The SDSM's claim that only 10 per cent of the Albanian electorate had actually voted was clearly an exaggeration but the Supreme Court of Macedonia accepted some of the SDSM complaints and ordered the re-runs on December 5.


What remains to be analysed is the fact that the Albanian electorate has played a pivotal role in the presidential elections. SDSM accusations directed at the DPA that they forged the results hinge on the "argument" that more Albanians voted for Trajkovski in the second round than for the Albanian candidates - Muharem Nexhipi (DPA) or Muhamed Halili (PDP) - in the first round.


The SDSM argue that it is improbable that Albanians would vote in such large numbers for a Macedonian candidate. But for anyone who watched television coverage of the December 5 elections which showed the elderly, women and even the sick arriving at the polling stations it is clear the SDSM have failed to grasp that something new is taking place in Macedonia.


With the high level of support for Trajkovski, Albanian voters have demonstrated they no longer trust the SDSM, the party of preference over the past eight or nine years (when no Albanian candidate was on offer).


SDSM claims of vote rigging have backfired. Insufficient evidence has been provided to authenticate the allegations. All observers, including the ambassadors of the EU countries in Skopje, ruled that the December 5 elections were fairer than previous rounds, despite some irregularities.


What makes these elections special is the fact that Macedonians and Albanians in Macedonia jointly elected their president for the first time in their joint history. This is undoubtedly a valuable achievement, which the SDSM allegedly strove to accomplish but never realised.


The SDSM's frustration that the VMRO and DPA have succeeded where they have failed provoked a series of accusations that have disturbed Macedonians a great deal. The SDSM has repeatedly alarmed the public with claims that the VMRO and the DPA have struck a deal to break up the country and hand over the territory to Bulgaria and Albania. The VMRO and DPA deny these allegations.


International observers have clearly understood the game the SDSM is playing and have lined up in support behind the co-operative relationship in the coalition government and the new "joint" presidency.
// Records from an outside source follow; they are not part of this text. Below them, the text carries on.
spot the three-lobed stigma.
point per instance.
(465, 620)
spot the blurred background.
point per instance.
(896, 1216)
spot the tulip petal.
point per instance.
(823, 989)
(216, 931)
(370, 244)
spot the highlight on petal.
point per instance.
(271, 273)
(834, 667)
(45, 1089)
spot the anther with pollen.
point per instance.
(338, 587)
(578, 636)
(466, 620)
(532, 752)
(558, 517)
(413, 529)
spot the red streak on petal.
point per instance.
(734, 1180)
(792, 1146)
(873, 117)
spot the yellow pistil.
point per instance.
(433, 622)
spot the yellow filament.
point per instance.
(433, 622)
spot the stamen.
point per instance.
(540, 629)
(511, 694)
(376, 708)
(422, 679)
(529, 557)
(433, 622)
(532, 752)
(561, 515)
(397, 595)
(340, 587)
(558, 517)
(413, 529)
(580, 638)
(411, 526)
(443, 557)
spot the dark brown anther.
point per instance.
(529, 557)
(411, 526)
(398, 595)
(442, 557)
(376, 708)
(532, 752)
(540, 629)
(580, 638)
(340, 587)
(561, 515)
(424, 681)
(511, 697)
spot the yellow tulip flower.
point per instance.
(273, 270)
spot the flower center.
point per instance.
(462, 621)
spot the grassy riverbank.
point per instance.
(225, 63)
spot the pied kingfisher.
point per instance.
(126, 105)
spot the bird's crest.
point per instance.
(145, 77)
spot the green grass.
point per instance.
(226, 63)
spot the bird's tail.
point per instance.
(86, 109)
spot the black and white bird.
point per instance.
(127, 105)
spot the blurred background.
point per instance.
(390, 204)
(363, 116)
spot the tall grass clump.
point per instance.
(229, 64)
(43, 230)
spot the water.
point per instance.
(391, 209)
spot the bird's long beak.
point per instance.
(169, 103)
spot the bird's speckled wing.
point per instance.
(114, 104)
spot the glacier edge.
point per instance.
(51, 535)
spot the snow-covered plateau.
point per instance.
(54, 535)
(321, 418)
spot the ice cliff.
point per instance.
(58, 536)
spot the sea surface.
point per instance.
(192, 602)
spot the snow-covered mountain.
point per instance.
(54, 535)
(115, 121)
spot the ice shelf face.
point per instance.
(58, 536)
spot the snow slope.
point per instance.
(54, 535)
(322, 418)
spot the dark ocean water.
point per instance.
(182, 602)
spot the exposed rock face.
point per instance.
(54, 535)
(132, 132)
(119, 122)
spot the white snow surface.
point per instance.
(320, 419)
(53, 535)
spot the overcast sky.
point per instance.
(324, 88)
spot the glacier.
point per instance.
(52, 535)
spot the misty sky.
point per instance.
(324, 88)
What is especially good news is the fact that this co-operation is inter-ethnic.


As far as "conspiracy theories" about the future division of the country are concerned, those have yet to be proven.


Meanwhile, it is clear to that the citizens of Macedonia who have accepted the principle of a multi-ethnic community have yet to realise it in practice. The election of Boris Trajkovski is perhaps the first concrete step in that direction.


Ibrahim Mehmeti is a journalist in Skopje.